The Helki was developed in 2009 from feral cats by Aubrey Anderson, but was eclipsed by "flashier" breeds such as the sparse-haired Lykoi.
It had "semi-rex" coat with a mix of wavy and straight guard hairs that could look unkempt. "Helki" means "touch" in Miwok Indian (Northern California) and reflects the silky, fleecy texture of the coat.
Early breedings to domestic cats show 50% semi-rexed kittens indicating a dominant gene mutation. Non-rexed kittens could display a mohawk (an upright ridge of fur) along the spine when happy. As well as the texture, the fur had a high degree of rufousing, making some colours hard to distinguish. The colour could change during the cat's life; a cream kitten might turn blue and end up reddish-brown while a blue might turn black. The wavy, brittle whiskers were moulted in the first year and replaced by long drooping whiskers and there was a Laperm-like moult of wavy fur as the kittens grew.
The breed was mainly developed from feral/semi-feral cats around South Sacramento (Northern California) and the mutation appears to have originated there with LaPerm-type cats also present among local feral colonies, however the Helki is smaller than the LaPerm.
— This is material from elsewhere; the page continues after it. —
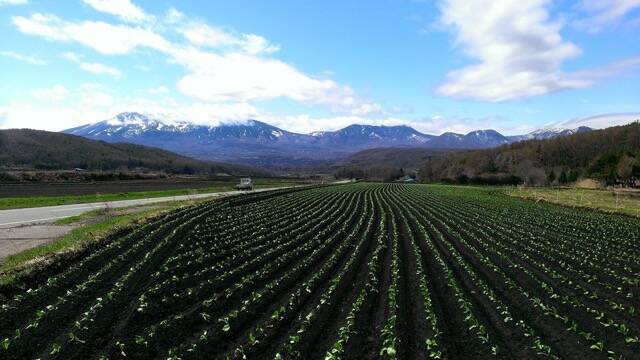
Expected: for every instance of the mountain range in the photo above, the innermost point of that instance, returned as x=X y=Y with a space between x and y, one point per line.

The local feline population includes descendents of various Asian cats that arrived with immigrants several decades previously.
When Leslie Lyons was at UC Davis, Aubrey took a whole litter and their mother to be genetically tested. Lyons didn't think it looked that interesting but one of the other researchers disagreed. Shortly after, Lyons left UC Davis and went to a different university and Aubrey never received the results of the genetic tests, or any other feedback. Breeding ceased in 2012 due to a combination of changed personal circumstances and lack of interest from other breeders, in part due to the appearance of, and interest in, the more distinctive sparse-haired Lykoi.
Since then, other cats with the same fur texture have been seen and are sometimes mistaken for LaPerms, but there has been no selective breeding.